Re: [PATCH 0/4] __cpuinitconst and __devinitconst
From: Sam Ravnborg
Date: Mon Jan 14 2008 - 04:17:33 EST
On Mon, Jan 14, 2008 at 08:33:35AM +0000, Jan Beulich wrote:
> >>> Sam Ravnborg <sam@xxxxxxxxxxxx> 13.01.08 22:42 >>>
> >> And I found another small buglet too. I hope to post a complete
> >> solution later today.
> >
> >The modpost bits turned out to take longer than expected so
> >they are not done yet. The problem was the modpost structure
> >were not prepared for adding such additional chacks.
> >So I reworked those bits and the patch has been sent out for review.
> >
> >What follows here is the changes for init.h + all linker scripts
> >to show the idea.
> >
> >Next step is to beat modpost in shape and to post this on linux-arch.
> >
> >Note - in -mm there are changes to init.h so the logic
> >to decide type of __meminit notation is much simpler.
>
> Yes, I certainly like this concept. What I would have wanted in that patch,
> though, is that the read-only data would right away be included in
> RODATA() rather than being put in DATA_DATA.
Will fix that in next patch. My focus was on the concept when I did the
patch but it is dead easy to fix for ll archs at once.
> Also, to shorten the
> names a little, how about .{cpu,mem,dev}init.rodata?

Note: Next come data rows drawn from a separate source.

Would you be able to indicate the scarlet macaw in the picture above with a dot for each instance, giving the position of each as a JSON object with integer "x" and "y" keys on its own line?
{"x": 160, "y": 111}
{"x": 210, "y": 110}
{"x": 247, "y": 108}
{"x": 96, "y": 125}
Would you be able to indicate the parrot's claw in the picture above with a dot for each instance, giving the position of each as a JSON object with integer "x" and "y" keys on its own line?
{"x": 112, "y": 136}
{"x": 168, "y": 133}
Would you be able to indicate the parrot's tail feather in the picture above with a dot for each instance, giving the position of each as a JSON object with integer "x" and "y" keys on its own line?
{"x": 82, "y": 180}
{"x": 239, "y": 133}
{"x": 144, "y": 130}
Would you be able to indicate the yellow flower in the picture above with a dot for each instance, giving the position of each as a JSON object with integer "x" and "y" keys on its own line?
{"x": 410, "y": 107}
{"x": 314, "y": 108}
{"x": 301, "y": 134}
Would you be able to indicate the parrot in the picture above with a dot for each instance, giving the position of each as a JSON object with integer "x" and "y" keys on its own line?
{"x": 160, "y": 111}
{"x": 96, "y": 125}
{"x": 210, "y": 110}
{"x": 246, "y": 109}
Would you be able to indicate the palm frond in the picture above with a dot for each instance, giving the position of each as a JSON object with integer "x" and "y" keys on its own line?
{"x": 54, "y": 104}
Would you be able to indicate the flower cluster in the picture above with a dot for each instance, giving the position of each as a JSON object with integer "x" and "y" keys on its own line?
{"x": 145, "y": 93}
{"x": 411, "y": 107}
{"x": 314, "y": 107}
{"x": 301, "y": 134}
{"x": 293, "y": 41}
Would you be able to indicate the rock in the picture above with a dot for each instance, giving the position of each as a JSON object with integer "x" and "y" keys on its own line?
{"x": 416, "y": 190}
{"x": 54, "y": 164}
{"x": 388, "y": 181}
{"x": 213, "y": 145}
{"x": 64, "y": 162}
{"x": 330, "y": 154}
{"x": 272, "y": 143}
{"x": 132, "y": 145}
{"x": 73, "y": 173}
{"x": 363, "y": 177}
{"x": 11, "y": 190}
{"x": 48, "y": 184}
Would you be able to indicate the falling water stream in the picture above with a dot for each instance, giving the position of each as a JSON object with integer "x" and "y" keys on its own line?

Good suggestion - will use these.
> The one thing that I'm not sure is really consistent yet wrt. the
> constification is that now you need to write e.g.
>
> static const char __cpuinitcdata example[];
>
> and (accidentally) omitting the 'const' (as it's really an apparently
> redundant thing now) as in
>
> static char __cpuinitcdata example[];
>
> will cause section type conflicts (at the compiler or linker level). I
> therefore think that the 'const' should really be part of the
> __{cpu,mem,dev}cdata definitions (requiring the attribute to be
> placed properly, namely placement at the end of a declaration as
> is possible with __{cpu,mem,dev}initdata is then not an option here).
I need to play a little with this before I make up my mind.
I do not like the concpet of hiding the const too much - it will
be non-obvious why the compiler complains if the only thing that
distingush const from non-const is a small capital 'c' within
__cpucinitdata (versus __cpuinitdata).
It can always be an incremental patch as my concpet does not prevent
it and we have only a few const __initdata variables.